With up to 4.2 million sf of coming online in a few months along with slowing demand, the current landlord’s market could dissolve. According to a recent report released by Grubb & Ellis Co., the industrial market has absorbed almost four million sf year to date. In the 362.2-million-sf inventory, 21 million sf remains vacant or 5.5% of the market.

To no one’s surprise, the territory near the Port of Houston continues to be strong, with a year-to-date absorption of 527,836 sf. Meanwhile, a little more than one million sf in that area is vacant. The 20.8-million-sf inventory is 4.9% vacant.

Across the area, the northwest far submarket has a little more than 3.7 million sf remaining out of its 72.3 million sf. To date, 1.3 million sf has been absorbed, putting the vacancy rate at 5.2%.

Despite the incredible shrinking inventory, Micheal Palmer, CB Richard Ellis’ senior vice president, says demand has definitely slowed from a year ago.

Ariel Guerrero, a Grubb & Ellis Co. associate, agrees. “In terms of leasing velocity, it’s slowing down a bit, but still an active market,” he says. But as is true with all real estate cycles, change is a-coming. With a good chunk of space slated to come online within several months, the experts predict the market is flipping into a tenant one. East southeast far will see nearly two million sf deliver in the coming months, with the northwest following on its heels with 1.9 million sf scheduled to deliver by this time next year.

“Houston has become a hot spot for industrial construction because of growing industrial demand,” Guerrero explains. “Energy, increased capacity from the port of Houston and a lot of retailers and manufacturing and logistics firms wanting to have their operations within striking distance of the ports have driven construction on the east side.”

The northwest market has been no slouch, either.
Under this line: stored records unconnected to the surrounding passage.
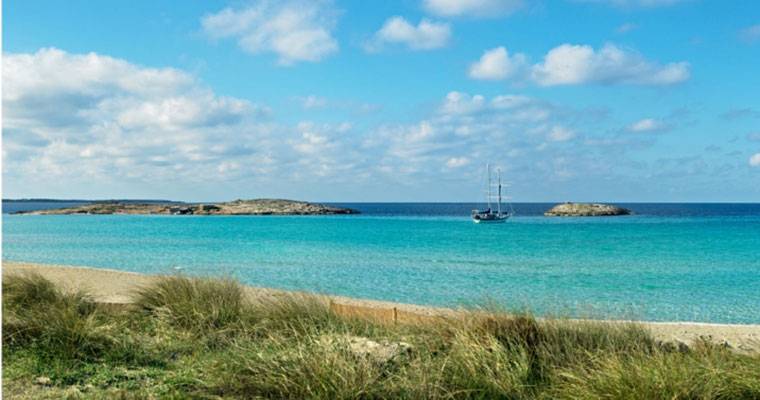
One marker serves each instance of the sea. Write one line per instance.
(666, 262)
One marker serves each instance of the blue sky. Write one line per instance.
(605, 100)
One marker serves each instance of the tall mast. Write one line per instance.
(488, 172)
(498, 174)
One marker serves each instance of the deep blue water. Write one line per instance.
(688, 262)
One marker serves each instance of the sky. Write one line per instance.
(575, 100)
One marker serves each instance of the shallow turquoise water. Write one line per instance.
(704, 268)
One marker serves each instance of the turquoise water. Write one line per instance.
(686, 268)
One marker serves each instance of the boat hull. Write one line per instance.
(495, 220)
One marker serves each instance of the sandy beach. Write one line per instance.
(115, 287)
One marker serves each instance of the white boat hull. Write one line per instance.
(495, 220)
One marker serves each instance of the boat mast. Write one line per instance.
(488, 172)
(498, 174)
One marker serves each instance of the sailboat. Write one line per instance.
(490, 215)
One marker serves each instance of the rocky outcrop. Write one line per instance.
(585, 210)
(237, 207)
(381, 352)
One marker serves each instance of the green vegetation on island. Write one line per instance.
(586, 210)
(203, 338)
(236, 207)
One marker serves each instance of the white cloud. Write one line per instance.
(427, 35)
(751, 33)
(496, 64)
(569, 64)
(648, 125)
(472, 8)
(457, 162)
(560, 134)
(577, 64)
(312, 102)
(755, 160)
(626, 27)
(89, 115)
(295, 30)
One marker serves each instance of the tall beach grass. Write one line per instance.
(204, 338)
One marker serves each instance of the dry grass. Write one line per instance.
(201, 338)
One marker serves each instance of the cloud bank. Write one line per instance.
(294, 30)
(427, 35)
(570, 64)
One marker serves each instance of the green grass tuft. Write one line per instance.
(204, 338)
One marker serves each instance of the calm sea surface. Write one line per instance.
(687, 262)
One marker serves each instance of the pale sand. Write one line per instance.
(116, 287)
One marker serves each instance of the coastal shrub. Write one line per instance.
(59, 323)
(292, 314)
(202, 305)
(704, 373)
(202, 338)
(305, 367)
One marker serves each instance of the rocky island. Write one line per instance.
(237, 207)
(585, 210)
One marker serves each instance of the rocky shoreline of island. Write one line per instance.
(236, 207)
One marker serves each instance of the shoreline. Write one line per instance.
(114, 287)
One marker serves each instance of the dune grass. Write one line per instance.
(202, 338)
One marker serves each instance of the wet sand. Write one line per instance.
(116, 287)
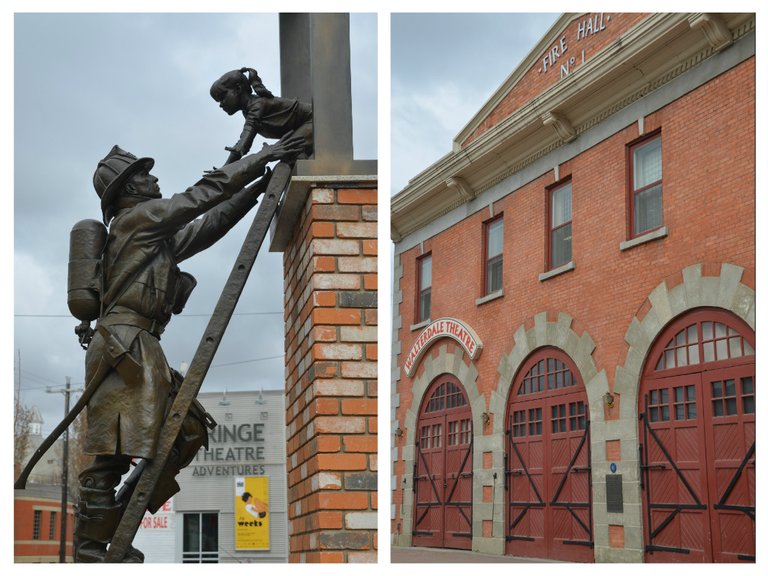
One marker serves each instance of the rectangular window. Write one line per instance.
(560, 226)
(201, 538)
(37, 521)
(645, 182)
(494, 255)
(424, 304)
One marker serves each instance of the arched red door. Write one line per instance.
(443, 468)
(697, 434)
(548, 477)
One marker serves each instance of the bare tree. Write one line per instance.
(21, 430)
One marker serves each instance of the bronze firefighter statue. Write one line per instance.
(129, 382)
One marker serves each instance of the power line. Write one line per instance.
(181, 316)
(41, 379)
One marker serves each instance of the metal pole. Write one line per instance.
(64, 483)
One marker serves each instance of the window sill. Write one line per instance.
(557, 271)
(647, 237)
(489, 297)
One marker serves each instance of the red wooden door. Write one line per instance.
(547, 462)
(697, 430)
(730, 395)
(443, 468)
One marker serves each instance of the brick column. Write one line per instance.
(331, 387)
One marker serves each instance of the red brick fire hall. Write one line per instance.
(574, 308)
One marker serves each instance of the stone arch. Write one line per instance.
(721, 287)
(724, 290)
(545, 333)
(445, 362)
(579, 348)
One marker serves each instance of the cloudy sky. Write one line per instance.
(444, 68)
(84, 82)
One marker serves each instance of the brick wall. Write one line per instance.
(331, 388)
(26, 547)
(536, 80)
(708, 142)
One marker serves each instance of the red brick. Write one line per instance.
(323, 229)
(370, 247)
(342, 461)
(355, 443)
(358, 406)
(336, 316)
(344, 500)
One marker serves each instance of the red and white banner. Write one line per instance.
(442, 328)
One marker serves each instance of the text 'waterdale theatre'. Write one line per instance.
(574, 306)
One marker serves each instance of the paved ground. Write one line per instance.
(443, 555)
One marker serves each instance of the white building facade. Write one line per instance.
(198, 525)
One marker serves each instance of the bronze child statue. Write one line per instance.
(141, 287)
(265, 114)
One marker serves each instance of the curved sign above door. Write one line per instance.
(443, 328)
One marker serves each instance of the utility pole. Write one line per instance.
(64, 474)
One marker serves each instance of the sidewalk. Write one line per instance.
(447, 556)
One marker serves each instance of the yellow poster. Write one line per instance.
(252, 513)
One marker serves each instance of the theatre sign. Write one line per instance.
(443, 328)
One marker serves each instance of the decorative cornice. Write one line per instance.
(715, 30)
(561, 124)
(652, 53)
(465, 191)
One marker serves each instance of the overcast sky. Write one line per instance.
(84, 82)
(444, 68)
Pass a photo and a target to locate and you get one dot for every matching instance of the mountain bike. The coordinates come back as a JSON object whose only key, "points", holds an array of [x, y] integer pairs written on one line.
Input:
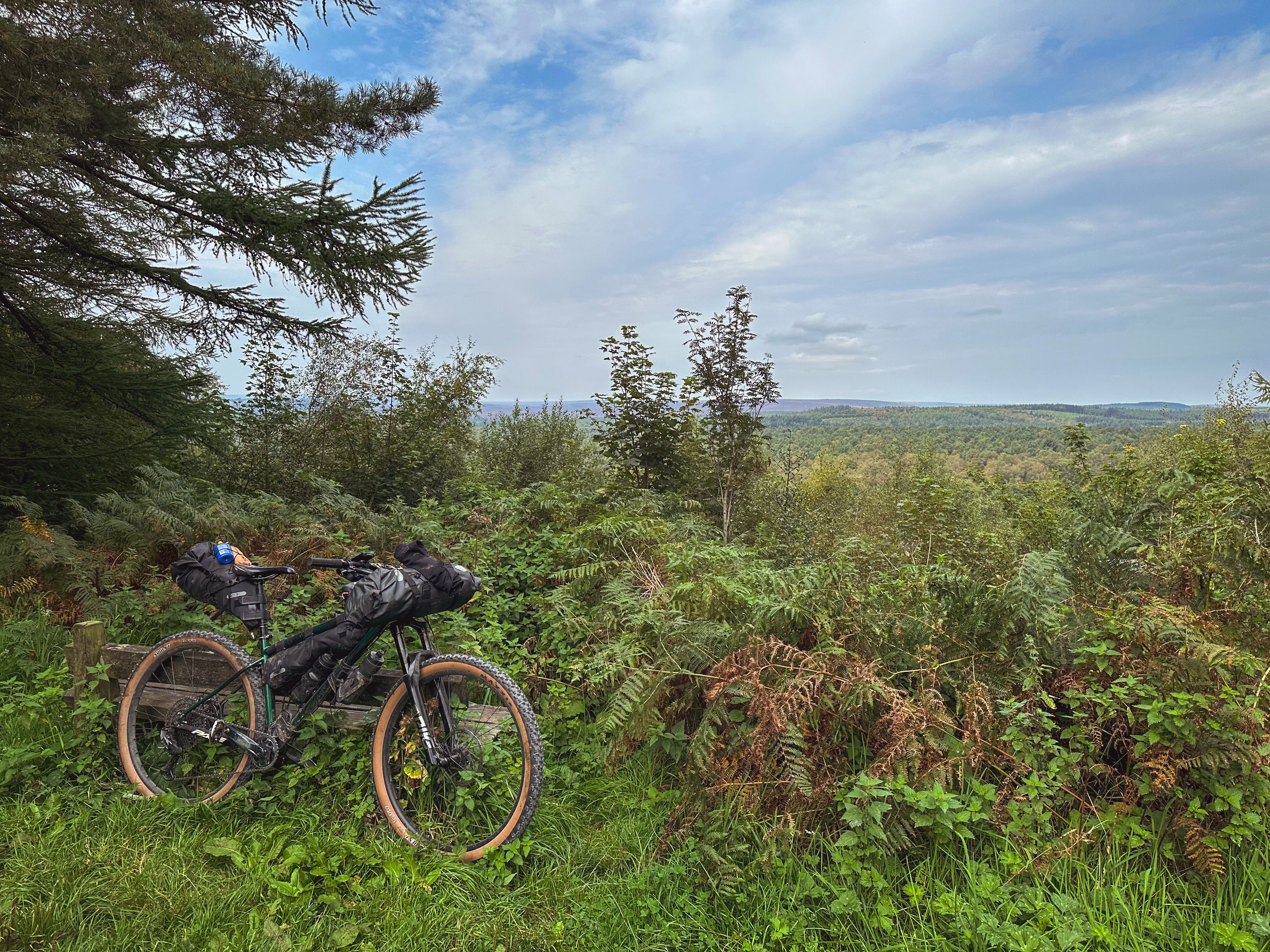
{"points": [[456, 756]]}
Its proximity to Bush Intercontinental Airport is one reason for the growth, but “northwest Houston has been a high-growth area for the past 10 years,” says Tyndall Yaap, vice president with Grubb & Ellis in Houston. “A lot of major manufacturing has shifted from east Houston to northwest Houston–also oil companies. They all want to be out there.”

However, Yaap continues, supply most likely will outstrip demand once the new space is delivered to market. “Everyone seems to have had the same bright idea at the same time, to develop in that quadrant,” he says. “We are looking at a danger of overbuilding.”

For the tenants, too much space will likely be a good thing. “Because demand has been so strong, it hasn’t been possible for tenants to ask for concessions like free rents and build-outs,” Palmer points out. “But with demand going flat, it makes it easier with the product coming to market for tenants to be a little more assertive for them to have more of an upper hand.”

Yaap agrees with Palmer’s assessment, pointing out that all the space coming on at the same time will put tenants in an interesting position. “The whole situation will flip everything into a tenant’s market pretty quickly,” Yaap predicts.